Dell is taking a financially focused strategy towards acquisitions, targeted at filling product or service holes in current Dell capabilities or to expand the company in key areas that improve Dell's competitive position in the market. Companies selected will be vetted to make sure they fall within Dell's capability to merge with it, suggesting that very large mergers will likely not be part of this mix. The price that Dell will be willing to pay for these properties will be risk-adjusted for both merger impact and changes in the market, suggesting that Dell will not do hostile takeovers nor will it overpay for high-profile properties. It is specifically looking for companies that will have a high impact on Dell's financial situation, suggesting it will be looking for companies whose problems fall within Dell's strengths or firms that can address Dell's competitive weaknesses out of the door.
Brian Gladden, Dell's CFO, is presenting this segment. Dell is mirroring HP by putting profitability as its number-one goal and trading off market share where the two conflict. Liquidity is its number-two goal, suggesting efforts to do stock buybacks will be curtailed so it has a strong cash position for possible acquisitions and strong working capital levels.
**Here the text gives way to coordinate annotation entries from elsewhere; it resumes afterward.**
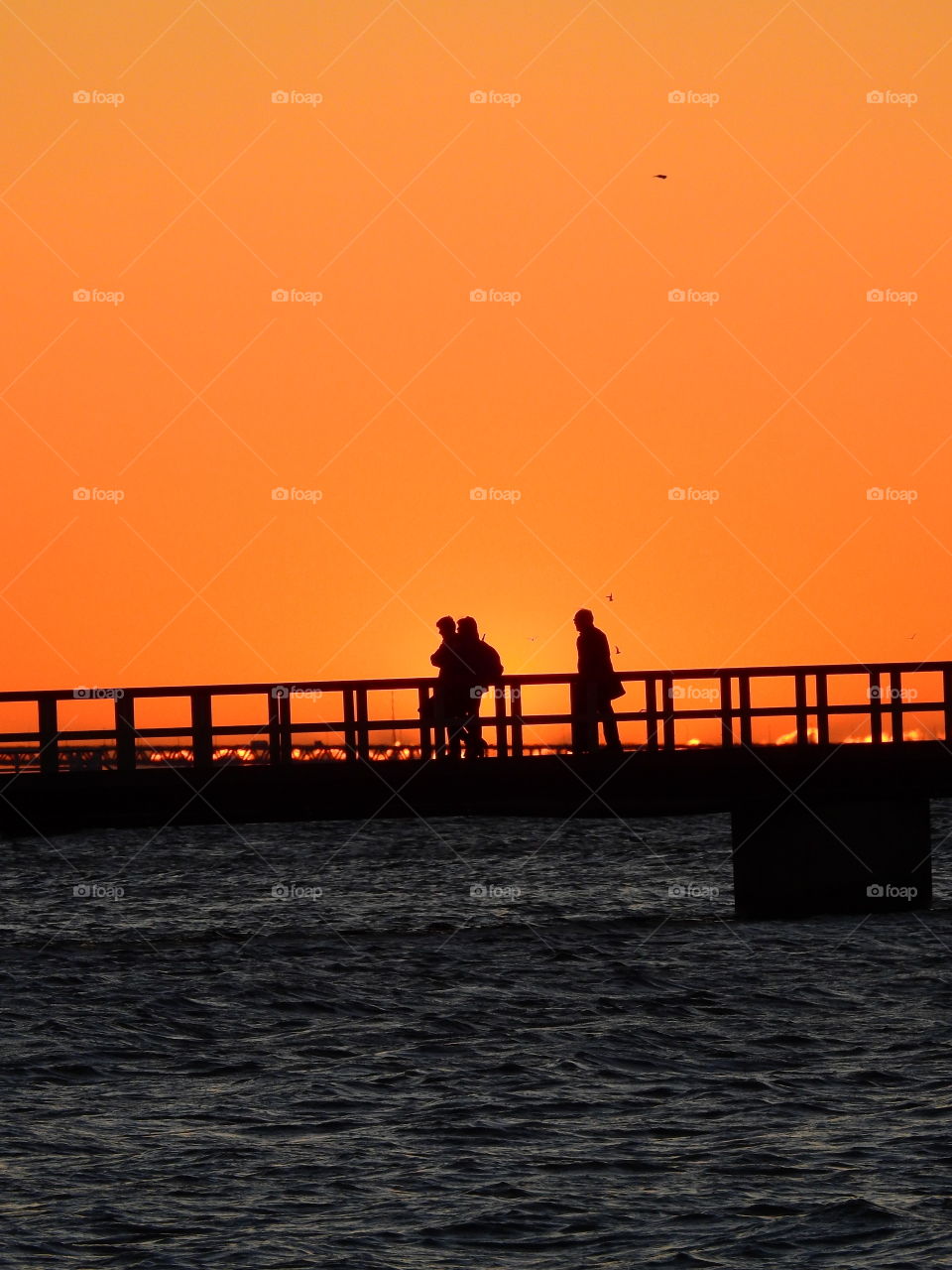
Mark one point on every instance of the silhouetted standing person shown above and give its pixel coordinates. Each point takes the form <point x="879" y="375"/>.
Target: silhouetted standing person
<point x="595" y="688"/>
<point x="444" y="698"/>
<point x="476" y="665"/>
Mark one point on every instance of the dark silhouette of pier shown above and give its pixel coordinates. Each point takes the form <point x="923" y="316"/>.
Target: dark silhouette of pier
<point x="817" y="825"/>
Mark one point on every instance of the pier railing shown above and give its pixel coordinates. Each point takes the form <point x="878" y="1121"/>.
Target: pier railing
<point x="733" y="703"/>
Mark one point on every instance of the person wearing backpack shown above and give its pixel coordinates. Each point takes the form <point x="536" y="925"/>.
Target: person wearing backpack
<point x="480" y="666"/>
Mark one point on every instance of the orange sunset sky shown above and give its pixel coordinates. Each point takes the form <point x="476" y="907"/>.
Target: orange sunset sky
<point x="775" y="395"/>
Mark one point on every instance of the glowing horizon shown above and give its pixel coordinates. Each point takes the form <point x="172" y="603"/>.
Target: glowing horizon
<point x="299" y="255"/>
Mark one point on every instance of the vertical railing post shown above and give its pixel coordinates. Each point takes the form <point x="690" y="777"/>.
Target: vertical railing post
<point x="349" y="729"/>
<point x="896" y="710"/>
<point x="823" y="711"/>
<point x="363" y="735"/>
<point x="202" y="743"/>
<point x="502" y="695"/>
<point x="801" y="707"/>
<point x="875" y="694"/>
<point x="516" y="724"/>
<point x="726" y="711"/>
<point x="425" y="706"/>
<point x="49" y="729"/>
<point x="747" y="719"/>
<point x="667" y="729"/>
<point x="275" y="697"/>
<point x="651" y="711"/>
<point x="125" y="731"/>
<point x="284" y="728"/>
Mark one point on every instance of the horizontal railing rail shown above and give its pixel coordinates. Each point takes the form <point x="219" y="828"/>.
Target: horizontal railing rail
<point x="669" y="698"/>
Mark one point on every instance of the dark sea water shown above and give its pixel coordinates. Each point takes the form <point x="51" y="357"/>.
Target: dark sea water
<point x="397" y="1074"/>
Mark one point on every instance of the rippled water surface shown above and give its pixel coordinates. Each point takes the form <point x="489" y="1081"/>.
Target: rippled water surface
<point x="313" y="1046"/>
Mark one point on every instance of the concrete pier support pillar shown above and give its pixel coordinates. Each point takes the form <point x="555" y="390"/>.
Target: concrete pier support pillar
<point x="792" y="860"/>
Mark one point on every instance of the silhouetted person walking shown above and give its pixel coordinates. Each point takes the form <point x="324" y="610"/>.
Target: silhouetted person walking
<point x="595" y="688"/>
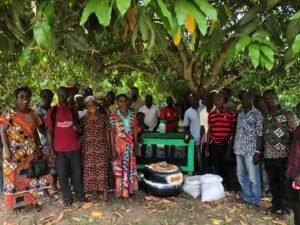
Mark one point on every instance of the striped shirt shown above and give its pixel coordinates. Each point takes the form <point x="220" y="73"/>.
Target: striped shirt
<point x="221" y="124"/>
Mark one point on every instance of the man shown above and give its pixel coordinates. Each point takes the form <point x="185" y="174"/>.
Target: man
<point x="62" y="127"/>
<point x="221" y="126"/>
<point x="80" y="106"/>
<point x="192" y="127"/>
<point x="169" y="114"/>
<point x="136" y="102"/>
<point x="73" y="90"/>
<point x="247" y="145"/>
<point x="293" y="173"/>
<point x="228" y="102"/>
<point x="279" y="125"/>
<point x="111" y="100"/>
<point x="151" y="120"/>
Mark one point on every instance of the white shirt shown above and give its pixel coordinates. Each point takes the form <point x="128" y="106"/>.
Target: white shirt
<point x="151" y="116"/>
<point x="192" y="120"/>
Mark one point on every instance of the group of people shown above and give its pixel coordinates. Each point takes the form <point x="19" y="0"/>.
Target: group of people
<point x="83" y="136"/>
<point x="77" y="144"/>
<point x="242" y="143"/>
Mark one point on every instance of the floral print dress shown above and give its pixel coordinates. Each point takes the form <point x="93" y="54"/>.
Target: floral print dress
<point x="125" y="164"/>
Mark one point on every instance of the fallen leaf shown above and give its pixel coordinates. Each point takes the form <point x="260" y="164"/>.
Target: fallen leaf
<point x="279" y="222"/>
<point x="228" y="219"/>
<point x="76" y="219"/>
<point x="267" y="217"/>
<point x="119" y="215"/>
<point x="87" y="205"/>
<point x="152" y="211"/>
<point x="243" y="217"/>
<point x="96" y="214"/>
<point x="161" y="211"/>
<point x="242" y="222"/>
<point x="59" y="218"/>
<point x="45" y="219"/>
<point x="216" y="221"/>
<point x="165" y="201"/>
<point x="233" y="209"/>
<point x="207" y="206"/>
<point x="129" y="210"/>
<point x="266" y="199"/>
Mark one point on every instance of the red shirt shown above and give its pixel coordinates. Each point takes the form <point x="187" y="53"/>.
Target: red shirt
<point x="221" y="124"/>
<point x="65" y="138"/>
<point x="171" y="116"/>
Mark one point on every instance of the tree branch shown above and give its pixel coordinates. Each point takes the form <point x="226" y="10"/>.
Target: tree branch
<point x="231" y="75"/>
<point x="219" y="61"/>
<point x="130" y="67"/>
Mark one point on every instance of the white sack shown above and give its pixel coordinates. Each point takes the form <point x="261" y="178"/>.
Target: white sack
<point x="212" y="188"/>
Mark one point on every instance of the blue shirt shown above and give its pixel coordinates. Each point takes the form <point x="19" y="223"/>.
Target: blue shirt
<point x="249" y="127"/>
<point x="192" y="120"/>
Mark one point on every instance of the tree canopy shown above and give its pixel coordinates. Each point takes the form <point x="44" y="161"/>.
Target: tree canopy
<point x="173" y="44"/>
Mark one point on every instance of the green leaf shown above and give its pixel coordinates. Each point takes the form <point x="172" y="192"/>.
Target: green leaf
<point x="143" y="26"/>
<point x="254" y="53"/>
<point x="151" y="40"/>
<point x="243" y="42"/>
<point x="165" y="11"/>
<point x="42" y="34"/>
<point x="296" y="16"/>
<point x="88" y="10"/>
<point x="103" y="12"/>
<point x="146" y="2"/>
<point x="260" y="34"/>
<point x="207" y="9"/>
<point x="25" y="53"/>
<point x="296" y="44"/>
<point x="268" y="52"/>
<point x="198" y="15"/>
<point x="49" y="12"/>
<point x="250" y="15"/>
<point x="268" y="64"/>
<point x="292" y="31"/>
<point x="134" y="36"/>
<point x="123" y="5"/>
<point x="229" y="57"/>
<point x="78" y="40"/>
<point x="181" y="11"/>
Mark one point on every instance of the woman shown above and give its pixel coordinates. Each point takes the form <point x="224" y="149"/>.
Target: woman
<point x="20" y="146"/>
<point x="123" y="140"/>
<point x="47" y="97"/>
<point x="95" y="130"/>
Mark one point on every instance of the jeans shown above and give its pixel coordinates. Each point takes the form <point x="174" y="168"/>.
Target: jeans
<point x="293" y="200"/>
<point x="222" y="167"/>
<point x="68" y="164"/>
<point x="249" y="178"/>
<point x="277" y="181"/>
<point x="154" y="151"/>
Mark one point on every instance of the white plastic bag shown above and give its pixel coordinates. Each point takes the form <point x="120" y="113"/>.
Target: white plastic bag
<point x="192" y="186"/>
<point x="211" y="187"/>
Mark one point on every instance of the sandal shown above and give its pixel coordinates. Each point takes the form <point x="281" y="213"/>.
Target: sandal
<point x="272" y="210"/>
<point x="18" y="210"/>
<point x="37" y="208"/>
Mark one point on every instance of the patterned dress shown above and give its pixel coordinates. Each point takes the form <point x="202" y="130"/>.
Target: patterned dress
<point x="94" y="150"/>
<point x="18" y="189"/>
<point x="278" y="129"/>
<point x="125" y="164"/>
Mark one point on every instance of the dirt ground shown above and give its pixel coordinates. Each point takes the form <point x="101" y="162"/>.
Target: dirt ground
<point x="142" y="209"/>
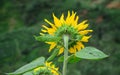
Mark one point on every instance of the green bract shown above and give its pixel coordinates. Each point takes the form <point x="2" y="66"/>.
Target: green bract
<point x="90" y="53"/>
<point x="27" y="69"/>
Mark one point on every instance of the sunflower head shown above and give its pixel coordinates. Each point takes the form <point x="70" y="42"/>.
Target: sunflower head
<point x="48" y="69"/>
<point x="66" y="25"/>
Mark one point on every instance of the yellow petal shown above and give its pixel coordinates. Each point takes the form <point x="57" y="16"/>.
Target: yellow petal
<point x="61" y="50"/>
<point x="62" y="19"/>
<point x="45" y="27"/>
<point x="82" y="25"/>
<point x="44" y="30"/>
<point x="71" y="50"/>
<point x="51" y="31"/>
<point x="52" y="25"/>
<point x="85" y="38"/>
<point x="56" y="21"/>
<point x="41" y="34"/>
<point x="79" y="46"/>
<point x="84" y="32"/>
<point x="52" y="45"/>
<point x="75" y="22"/>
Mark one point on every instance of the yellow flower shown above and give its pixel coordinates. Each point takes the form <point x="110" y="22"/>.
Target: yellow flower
<point x="49" y="67"/>
<point x="70" y="26"/>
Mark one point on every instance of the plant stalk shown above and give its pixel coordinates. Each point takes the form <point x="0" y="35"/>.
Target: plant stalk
<point x="65" y="39"/>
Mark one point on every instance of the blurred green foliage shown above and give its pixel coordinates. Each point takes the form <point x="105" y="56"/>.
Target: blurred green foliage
<point x="20" y="20"/>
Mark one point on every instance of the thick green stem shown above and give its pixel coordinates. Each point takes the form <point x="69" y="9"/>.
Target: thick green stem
<point x="65" y="39"/>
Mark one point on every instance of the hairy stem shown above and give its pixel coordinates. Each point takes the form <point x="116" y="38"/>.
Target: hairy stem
<point x="65" y="39"/>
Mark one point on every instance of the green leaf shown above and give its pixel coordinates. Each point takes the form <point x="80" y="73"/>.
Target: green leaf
<point x="47" y="38"/>
<point x="53" y="55"/>
<point x="36" y="63"/>
<point x="71" y="59"/>
<point x="29" y="73"/>
<point x="90" y="53"/>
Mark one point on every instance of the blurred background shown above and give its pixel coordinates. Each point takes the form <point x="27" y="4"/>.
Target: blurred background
<point x="20" y="20"/>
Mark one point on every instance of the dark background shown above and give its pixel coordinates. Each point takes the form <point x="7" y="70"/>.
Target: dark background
<point x="20" y="20"/>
Reducing costs is #3 and similar to most of the industry, reflective of the times with $3 billion in reductions in product cost and $1 billion in G&A. #4 is improvements in products and services, with a continued high focus on product design and building next-generation enterprise services. #5 is expanding in emerging companies with a focus on large markets (think China). #6 is growth with a focus on high-profit segments.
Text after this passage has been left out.